Shaking up the traditional superyacht layout was the interior design gauntlet thrown down to Radyca when the studio was tasked with penning the interior of the 35.5 metre Benetti Botti. The owners specifically sought out the Miami-based firm to realise their vision for the third hull in the yard’s Mediterraneo 116 series, which centred around eradicating the formality of the superyachting lifestyle.
A large family with four grown children and babies of their own, Botti’s owners wanted to use the yacht exclusively for leisure and family time. There would be no formal drinks parties, no stiff boardroom meetings. Formal dining areas and offices were of no interest. Instead, the owners wanted a number of spacious lounge areas where the family could relax together with the option of being apart.
Lead designer Ramon Alonso explained: “We wanted to create a very relaxing and warm environment by reconsidering the traditional layout and staying away from formalities.” As a result, Radyca shook up the traditional interior superyacht configuration. The entire lower deck was transformed into an entertainment space comprising a lounge area, cinema and sitting room.
The sole dining area, meanwhile, was relocated to the upper deck where it is semi-covered from the elements. The accommodation quarters, which traditionally sit on the lower deck, were grouped together on the main deck. Alonso complimented the owners for being bold enough to mix up the traditional layout. “It’s a different way to use a boat and it creates a very interesting flow that is different from boats of this size,” he said.
Rethinking the traditional interior layout was the most challenging aspect of the design brief, Alonso admitted, but luckily he was already well attuned to the owners’ tastes. Radyca had previously designed the interior of another of the family’s yachts, a Monte Carlo 105, in collaboration with Nuvolari Lenard. Radyca also worked on a number of the same owner's residential projects, from offices to airplanes. “We have a good idea of what the client likes,” Alonso explained. “Every single project of theirs has a particular ambiance.”
To achieve this ambiance, Alonso mingled a selection of soft lighting, fine fabrics and warm coloured woodwork. Fewer materials were chosen and used instead in a number of different ways. “We wanted to keep the boat very clean in terms of furnishings,” Alonso explained. A notable example is the contrasting woods used throughout the interior. Alonso's decision to “apply them in different ways” created “different tones and textures throughout the boat,” he said.

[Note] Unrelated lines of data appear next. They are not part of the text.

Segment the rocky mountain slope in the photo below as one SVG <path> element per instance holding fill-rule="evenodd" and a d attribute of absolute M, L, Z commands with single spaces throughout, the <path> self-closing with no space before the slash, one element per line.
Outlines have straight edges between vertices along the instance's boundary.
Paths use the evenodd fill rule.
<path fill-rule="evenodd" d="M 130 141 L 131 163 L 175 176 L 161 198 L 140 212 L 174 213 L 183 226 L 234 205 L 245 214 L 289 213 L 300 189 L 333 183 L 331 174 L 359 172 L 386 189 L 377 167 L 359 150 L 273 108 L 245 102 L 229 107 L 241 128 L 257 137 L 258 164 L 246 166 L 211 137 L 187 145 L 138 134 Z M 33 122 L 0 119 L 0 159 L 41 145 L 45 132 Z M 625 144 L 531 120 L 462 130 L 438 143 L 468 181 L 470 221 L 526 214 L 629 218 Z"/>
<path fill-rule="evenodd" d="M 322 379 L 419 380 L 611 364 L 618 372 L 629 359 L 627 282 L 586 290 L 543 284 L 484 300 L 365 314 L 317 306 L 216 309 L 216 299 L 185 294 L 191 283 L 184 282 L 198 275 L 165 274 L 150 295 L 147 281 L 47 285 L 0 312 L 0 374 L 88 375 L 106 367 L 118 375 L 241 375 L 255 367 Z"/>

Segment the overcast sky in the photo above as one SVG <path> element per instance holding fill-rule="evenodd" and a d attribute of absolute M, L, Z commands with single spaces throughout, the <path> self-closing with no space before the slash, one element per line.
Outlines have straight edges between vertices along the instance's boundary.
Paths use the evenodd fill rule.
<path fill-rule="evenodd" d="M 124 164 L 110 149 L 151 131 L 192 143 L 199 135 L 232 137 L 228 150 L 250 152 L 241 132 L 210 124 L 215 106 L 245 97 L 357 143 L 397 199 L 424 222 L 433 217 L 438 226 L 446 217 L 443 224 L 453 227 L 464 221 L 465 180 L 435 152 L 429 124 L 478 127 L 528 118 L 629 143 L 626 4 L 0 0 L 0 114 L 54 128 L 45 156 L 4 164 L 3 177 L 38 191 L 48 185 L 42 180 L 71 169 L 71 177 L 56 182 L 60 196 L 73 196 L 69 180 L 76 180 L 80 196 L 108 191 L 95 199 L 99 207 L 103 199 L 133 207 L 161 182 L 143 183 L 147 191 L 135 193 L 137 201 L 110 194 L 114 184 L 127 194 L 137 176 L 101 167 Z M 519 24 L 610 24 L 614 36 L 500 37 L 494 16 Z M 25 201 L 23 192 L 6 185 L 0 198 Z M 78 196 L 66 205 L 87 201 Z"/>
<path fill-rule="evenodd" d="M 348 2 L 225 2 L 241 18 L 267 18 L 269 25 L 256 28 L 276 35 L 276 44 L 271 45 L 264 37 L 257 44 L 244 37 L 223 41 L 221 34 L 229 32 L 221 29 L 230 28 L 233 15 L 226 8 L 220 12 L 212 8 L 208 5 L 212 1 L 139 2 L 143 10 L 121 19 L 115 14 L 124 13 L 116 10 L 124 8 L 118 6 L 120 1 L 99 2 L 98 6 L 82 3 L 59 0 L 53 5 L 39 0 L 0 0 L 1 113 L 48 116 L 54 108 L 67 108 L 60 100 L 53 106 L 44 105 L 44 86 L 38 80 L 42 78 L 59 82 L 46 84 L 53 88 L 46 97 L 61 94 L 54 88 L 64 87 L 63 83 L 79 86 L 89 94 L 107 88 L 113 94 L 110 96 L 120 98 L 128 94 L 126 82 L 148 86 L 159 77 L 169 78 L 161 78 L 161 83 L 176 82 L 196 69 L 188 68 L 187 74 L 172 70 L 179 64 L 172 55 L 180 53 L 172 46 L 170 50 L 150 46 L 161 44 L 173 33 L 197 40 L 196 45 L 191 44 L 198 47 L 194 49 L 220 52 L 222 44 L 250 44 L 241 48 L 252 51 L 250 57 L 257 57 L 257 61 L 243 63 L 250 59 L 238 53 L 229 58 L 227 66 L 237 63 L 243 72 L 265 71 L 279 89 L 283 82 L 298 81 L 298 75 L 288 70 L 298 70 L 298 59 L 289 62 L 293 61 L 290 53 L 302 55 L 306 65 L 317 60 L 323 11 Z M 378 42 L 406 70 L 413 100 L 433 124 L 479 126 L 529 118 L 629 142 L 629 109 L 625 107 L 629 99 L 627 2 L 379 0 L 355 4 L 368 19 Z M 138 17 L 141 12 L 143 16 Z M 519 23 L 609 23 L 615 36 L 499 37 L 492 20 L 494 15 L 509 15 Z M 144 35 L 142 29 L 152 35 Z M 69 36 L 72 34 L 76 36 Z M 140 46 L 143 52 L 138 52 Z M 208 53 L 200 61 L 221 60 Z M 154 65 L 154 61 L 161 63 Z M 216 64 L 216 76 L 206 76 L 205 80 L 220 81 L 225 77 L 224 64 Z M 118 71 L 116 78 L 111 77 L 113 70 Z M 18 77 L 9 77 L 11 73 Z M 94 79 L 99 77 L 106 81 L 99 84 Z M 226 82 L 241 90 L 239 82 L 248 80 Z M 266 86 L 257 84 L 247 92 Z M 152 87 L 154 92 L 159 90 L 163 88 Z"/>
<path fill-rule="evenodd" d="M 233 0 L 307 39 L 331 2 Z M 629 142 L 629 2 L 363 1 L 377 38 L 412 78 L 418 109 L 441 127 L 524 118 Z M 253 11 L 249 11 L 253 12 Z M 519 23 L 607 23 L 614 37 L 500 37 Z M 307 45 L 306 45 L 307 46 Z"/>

Contrasting black and white marble was used in the same vein to “make areas feel more spacious”, while a drinks bar made of resin created a unique sculpture that “welcomes guests on board.” As well as marble and woodwork, Alonso employed prevalent use of leather, which was crucial in achieving the high end finish he was after. “The use of leather is very important because it provides a sense of luxury with just the smell – it engages the senses,” Alonso said. The remaining materials centre around “earthy, neutral tones” with a few “touches of greens and blues to keep it informal.” These subtle tones do well to accentuate the owners’ bold artwork choices, which include an original Warhol. “They have a particular taste when it comes to art,” Alonso said. “They like a lot of pop art.”
Alonso's favourite space on board, for versatility alone, is the bow area. Here the owners can enjoy “relaxing, entertaining, sunbathing and having informal bites.” Equipped with a Jacuzzi, it is as appropriate for family gatherings as it is for escaping the hustle and bustle of the marina. “When you’re docked, it’s a great private place and is generally one of the best places on board,” Alonso said.
His favourite thing about the boat, however, are the owners themselves. “They are an amazing family and fun to work with. I have been working for this family since I was very young and they’ve always given me the opportunity to participate in many different projects.”